For starters, when politicians talk about shifting all that money to the private sector, all I can think about is how this would be the greatest influx of money to Wall Street in the history of banking—a benefit that the investment bankers’ lobbyists would gladly pay mega-dollars to political campaigns to achieve.
Forgive me for being suspicious but, come on, just look at the recent track record.
As you further think through privatization, ask yourself where you would want your money, were you to take over control from the government, to be invested. As you do so, imagine what would have happened to you had your broker been permitted to invest your retirement funds in derivatives or mortgage backed securities.
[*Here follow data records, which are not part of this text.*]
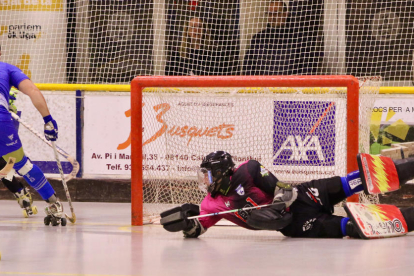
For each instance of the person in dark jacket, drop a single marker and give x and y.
(195, 54)
(270, 51)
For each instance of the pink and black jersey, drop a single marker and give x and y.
(252, 185)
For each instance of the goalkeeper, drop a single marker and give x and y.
(11, 149)
(305, 210)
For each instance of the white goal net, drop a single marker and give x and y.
(299, 134)
(108, 41)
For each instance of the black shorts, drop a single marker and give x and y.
(313, 210)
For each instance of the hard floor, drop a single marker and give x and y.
(102, 242)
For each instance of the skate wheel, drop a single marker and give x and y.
(54, 222)
(25, 214)
(47, 220)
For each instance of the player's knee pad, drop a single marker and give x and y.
(34, 177)
(272, 218)
(6, 167)
(13, 185)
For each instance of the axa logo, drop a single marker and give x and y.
(188, 132)
(299, 148)
(304, 133)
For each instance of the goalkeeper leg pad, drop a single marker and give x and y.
(375, 221)
(34, 177)
(378, 173)
(175, 219)
(270, 218)
(352, 183)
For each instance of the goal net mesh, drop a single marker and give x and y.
(299, 134)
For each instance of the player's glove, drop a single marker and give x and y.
(51, 129)
(12, 97)
(285, 193)
(175, 220)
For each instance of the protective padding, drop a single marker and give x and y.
(270, 218)
(378, 173)
(377, 220)
(8, 166)
(35, 178)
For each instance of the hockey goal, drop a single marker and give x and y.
(299, 127)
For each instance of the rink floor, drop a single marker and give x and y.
(102, 242)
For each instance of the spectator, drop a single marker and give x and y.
(270, 51)
(195, 53)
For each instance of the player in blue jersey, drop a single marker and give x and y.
(11, 149)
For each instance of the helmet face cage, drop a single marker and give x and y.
(214, 173)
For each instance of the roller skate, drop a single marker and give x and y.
(25, 200)
(55, 215)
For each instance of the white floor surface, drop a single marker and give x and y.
(102, 242)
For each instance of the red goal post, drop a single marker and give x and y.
(139, 83)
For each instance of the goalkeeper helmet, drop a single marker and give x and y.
(214, 173)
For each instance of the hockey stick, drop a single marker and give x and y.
(178, 217)
(73, 218)
(235, 210)
(75, 164)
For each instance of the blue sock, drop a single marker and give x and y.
(36, 179)
(344, 221)
(352, 183)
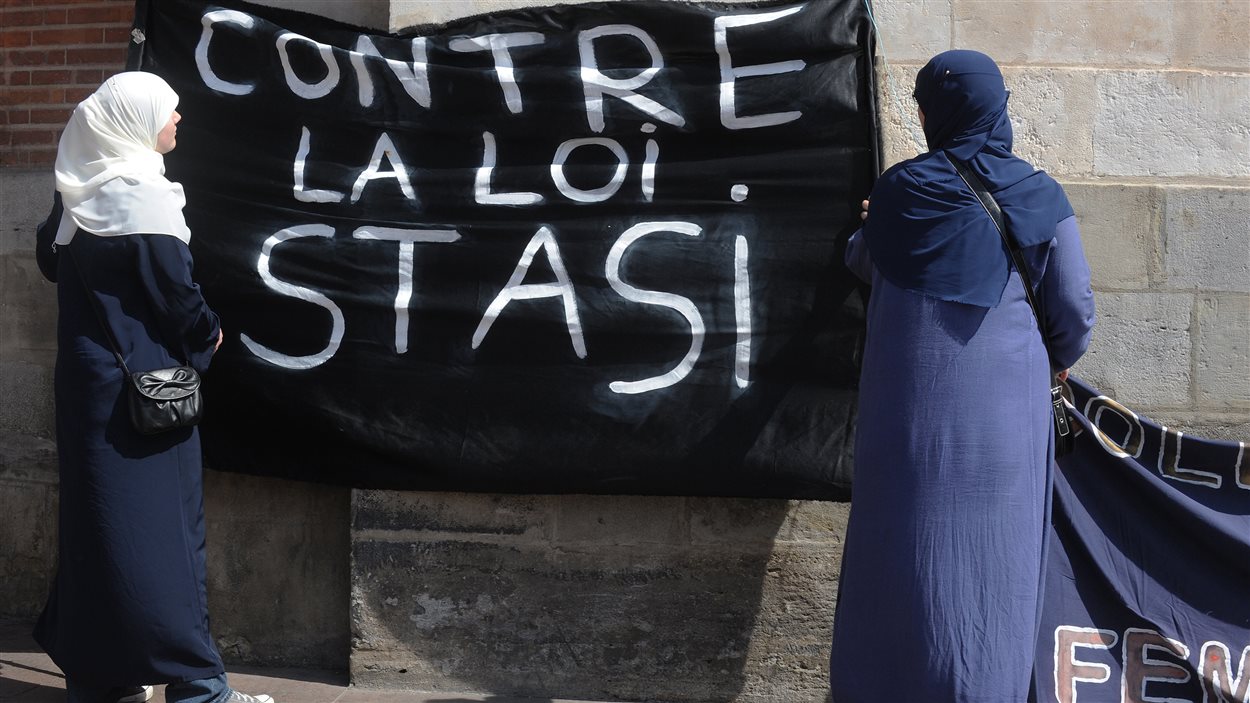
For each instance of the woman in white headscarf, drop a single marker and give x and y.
(129, 606)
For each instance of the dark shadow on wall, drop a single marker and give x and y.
(278, 571)
(609, 598)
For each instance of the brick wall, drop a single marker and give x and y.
(53, 54)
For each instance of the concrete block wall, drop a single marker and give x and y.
(1138, 106)
(1143, 111)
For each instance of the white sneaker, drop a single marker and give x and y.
(136, 694)
(235, 697)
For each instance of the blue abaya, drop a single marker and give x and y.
(129, 606)
(941, 573)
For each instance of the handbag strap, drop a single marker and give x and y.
(99, 313)
(991, 207)
(995, 212)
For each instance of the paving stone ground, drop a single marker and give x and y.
(28, 676)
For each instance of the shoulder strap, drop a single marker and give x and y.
(99, 313)
(991, 207)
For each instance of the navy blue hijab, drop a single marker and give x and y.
(926, 230)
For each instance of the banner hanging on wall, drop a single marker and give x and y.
(578, 249)
(1148, 576)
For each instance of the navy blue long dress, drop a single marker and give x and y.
(940, 589)
(129, 606)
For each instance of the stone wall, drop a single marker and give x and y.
(1143, 111)
(1140, 108)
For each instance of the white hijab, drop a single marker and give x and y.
(110, 177)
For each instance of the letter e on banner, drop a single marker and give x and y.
(729, 73)
(1140, 667)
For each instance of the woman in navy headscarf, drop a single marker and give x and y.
(941, 576)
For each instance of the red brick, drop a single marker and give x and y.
(115, 13)
(68, 35)
(15, 38)
(15, 18)
(28, 58)
(31, 96)
(50, 78)
(89, 76)
(119, 34)
(94, 55)
(49, 115)
(75, 95)
(34, 136)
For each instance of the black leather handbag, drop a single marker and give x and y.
(160, 399)
(1064, 437)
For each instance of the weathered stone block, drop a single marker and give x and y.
(1223, 350)
(740, 524)
(621, 519)
(901, 135)
(1053, 119)
(1171, 124)
(408, 13)
(1120, 230)
(26, 400)
(1211, 35)
(28, 304)
(363, 13)
(1206, 235)
(278, 571)
(1140, 352)
(28, 523)
(454, 515)
(1068, 31)
(913, 30)
(1226, 425)
(595, 622)
(25, 200)
(1051, 114)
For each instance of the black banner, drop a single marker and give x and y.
(576, 249)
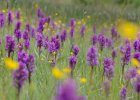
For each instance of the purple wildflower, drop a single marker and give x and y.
(10, 18)
(63, 36)
(123, 93)
(40, 14)
(45, 42)
(92, 56)
(18, 35)
(75, 50)
(137, 84)
(10, 44)
(2, 19)
(18, 25)
(28, 27)
(72, 30)
(106, 87)
(137, 56)
(27, 44)
(72, 22)
(136, 45)
(26, 35)
(131, 73)
(18, 15)
(114, 54)
(68, 91)
(108, 68)
(101, 41)
(19, 77)
(126, 54)
(22, 57)
(109, 43)
(94, 39)
(30, 66)
(114, 33)
(72, 62)
(82, 30)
If you have a 401(k) plan, you likely already know what happens. If you do not, let’s just say that it isn’t pretty.
Thus, most rational Americans, the ones who understand that it is necessary to save for retirement and not take big risks with that money, would want their savings put in the very safest investment which remains…wait for it…United States backed debt instruments.
That is precisely where your Social Security money is right now!
The difference would be that while Wall Street will charge you a commission to buy your government bonds for your account, the Social Security Administration does not.
Now, some will still say that they want the right to do what they want with their own money. If they screw it up, it’s on them to figure out how to live in retirement.
It’s a nice argument—but it’s not true.
If you lose your retirement savings, or fail to save at all, the rest of us will be on the hook to take care of you in your old age, whether by way of our tax contributions that pay for the Medicaid that covers your nursing home care, the food stamps that will feed you, etc.
So when you blow your retirement because you are convinced that investing your life savings in Mexican cantaloupe fields will surely make you a millionaire, it’s not going to be on you—it’s going to be on the rest of us.
The bottom line for those who are more interested in facts than they are in political hype, is that Social Security shortfalls do require resolution and it is well within our power to solve the puzzle.
What’s more, it is in every American’s best interest that we do so.